There's a little less than a week left in February. In the past slightly-more-than-three-weeks, there have been FOUR school shootings.
How is this okay? In the past more-than-three-weeks I've been buried in stress, homework, classes, research, and more stress, and not enough sleep. I've been barely aware of what's going on in the world, but those have registered. It makes me uncomfortable, though, that my life (and the lives of everyone else) just keeps screaming along while things like this keep happening. I'm not saying that I have any desire for my own life to come to a screeching halt, but I am saying that I feel like this experience of living without engagement in the world, without more than a few passing thoughts to my surroundings, are probably symptomatic of what society as a whole is going through, and of what is contributing to making so many people feel so lost and alienated.
It is not okay.
I feel like there are a lot of rants that I could line up right now - everything from a criticism of the neo-Puritan work ethic that says that quantifiable achievement is the only way to measure one's worth, to a post-modern emo diatribe against the widespread use of antidepressants and other medications that "treat" mental "illnesses" without actually addressing any of the environments, experiences, or mental faculties, that lead to such conditions in the first place, to a moaning cry for a return to the "good old days" of innocence (whenever those actually were) when people "just didn't do" things "like that."
Those all kind of miss the point, though, and my point is just this: It feels like we're not paying attention. I'm not sure that one could successfully argue that we HAVE EVER been paying attention (see slavery, the holocausts, apartheid, etc) but it doesn't change the fact that maybe we should be.
The good news is that I see a lot of ways for society to start moving in more productive directions. I think that education is a key to this: right now we're in a strange situation where a lot of schools and universities have a sort of "meat factory" mentality - go through, get processed, come out with a seal of approval. It certainly sucks that there are a lot of people who aren't getting the personal experiences they deserve, but the trade-off here is that there are a lot of people (more than ever before, right?) who are being equipped with the skills (imperfect as they may be) to make a difference. Hopefully as the number of skilled people increases, the student-teacher (maybe student-mentor is a better phrase) ratio will start to become something more reasonable. Maybe that could help us break out of this me-first, just-get-through-this, mentality and actually start connecting with the world around us.
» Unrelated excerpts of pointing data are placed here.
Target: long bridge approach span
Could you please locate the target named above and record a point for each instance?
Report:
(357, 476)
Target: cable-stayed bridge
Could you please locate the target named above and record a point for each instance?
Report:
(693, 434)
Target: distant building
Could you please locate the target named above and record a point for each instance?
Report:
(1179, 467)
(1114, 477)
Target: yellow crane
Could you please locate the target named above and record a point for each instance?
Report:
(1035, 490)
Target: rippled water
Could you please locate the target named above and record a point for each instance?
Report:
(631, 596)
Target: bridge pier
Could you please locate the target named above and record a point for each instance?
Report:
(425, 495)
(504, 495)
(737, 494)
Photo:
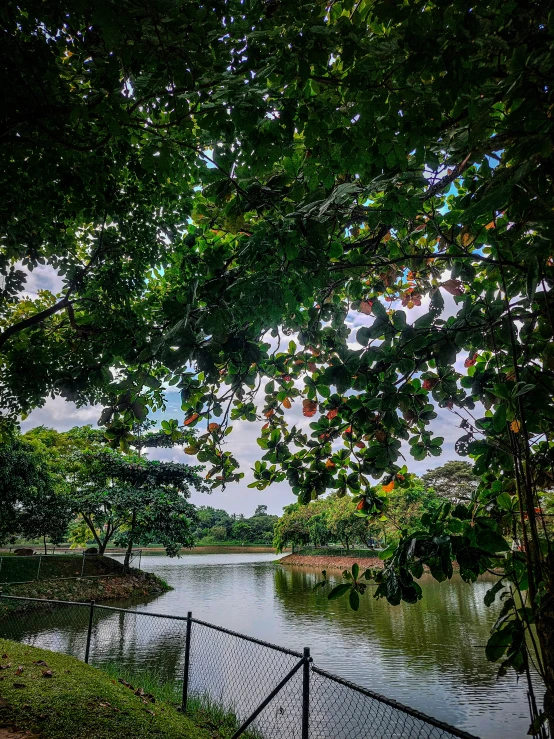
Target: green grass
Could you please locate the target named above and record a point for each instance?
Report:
(81, 702)
(203, 711)
(55, 566)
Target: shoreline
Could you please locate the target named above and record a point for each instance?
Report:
(97, 588)
(330, 561)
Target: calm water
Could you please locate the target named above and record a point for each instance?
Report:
(428, 656)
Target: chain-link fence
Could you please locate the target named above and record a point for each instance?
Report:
(275, 693)
(22, 569)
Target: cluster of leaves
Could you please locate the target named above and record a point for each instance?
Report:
(297, 170)
(115, 497)
(31, 507)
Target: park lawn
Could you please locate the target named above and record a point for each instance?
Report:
(53, 566)
(79, 701)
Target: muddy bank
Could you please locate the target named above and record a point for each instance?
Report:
(99, 589)
(330, 562)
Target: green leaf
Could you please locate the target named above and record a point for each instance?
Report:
(533, 276)
(339, 590)
(490, 595)
(354, 599)
(505, 501)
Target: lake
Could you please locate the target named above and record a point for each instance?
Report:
(428, 656)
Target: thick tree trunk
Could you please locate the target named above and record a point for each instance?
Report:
(130, 544)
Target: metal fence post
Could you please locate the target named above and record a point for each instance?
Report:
(187, 663)
(89, 633)
(306, 694)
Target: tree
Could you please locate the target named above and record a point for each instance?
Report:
(388, 157)
(30, 505)
(241, 531)
(219, 533)
(345, 525)
(135, 499)
(453, 480)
It doesn't change the fact that people are going to need to be willing to start Paying Attention, though. Nothing ever forces anyone to pay attention to anything besides their own self, but I don't want to see any more tragedies happen as a result of the fact that we're too comfortable and too safe in our own alienation (of ourselves and other people). People respond to tragedies because it's a rallying point, and a concrete event to deal with, but how sad is it that it has to come to that? Given the volume of recent shootings, it seems like the standard for "tragedy" is also being raised, which is perhaps even more disturbing.
I have a slight admission to make, in that right now I'm so stressed and not open to the idea of doing work that it's really, really, easy for me to rail on about how we need to stop being little factory-people and actually live life. (The grass is always greener, etc...) I think it's still a valid point, though. Everyone I knows talks about feeling "disconnected" (which increases proportional to feeling stressed) and it just can't be healthy in the long run, especially when you consider that society as a whole is feeling that way.
What can we do? I don't think shunning technology and progress is the answer...but what is? What will help everyone, or a large chunk of "everyone" start really looking around at the world around them?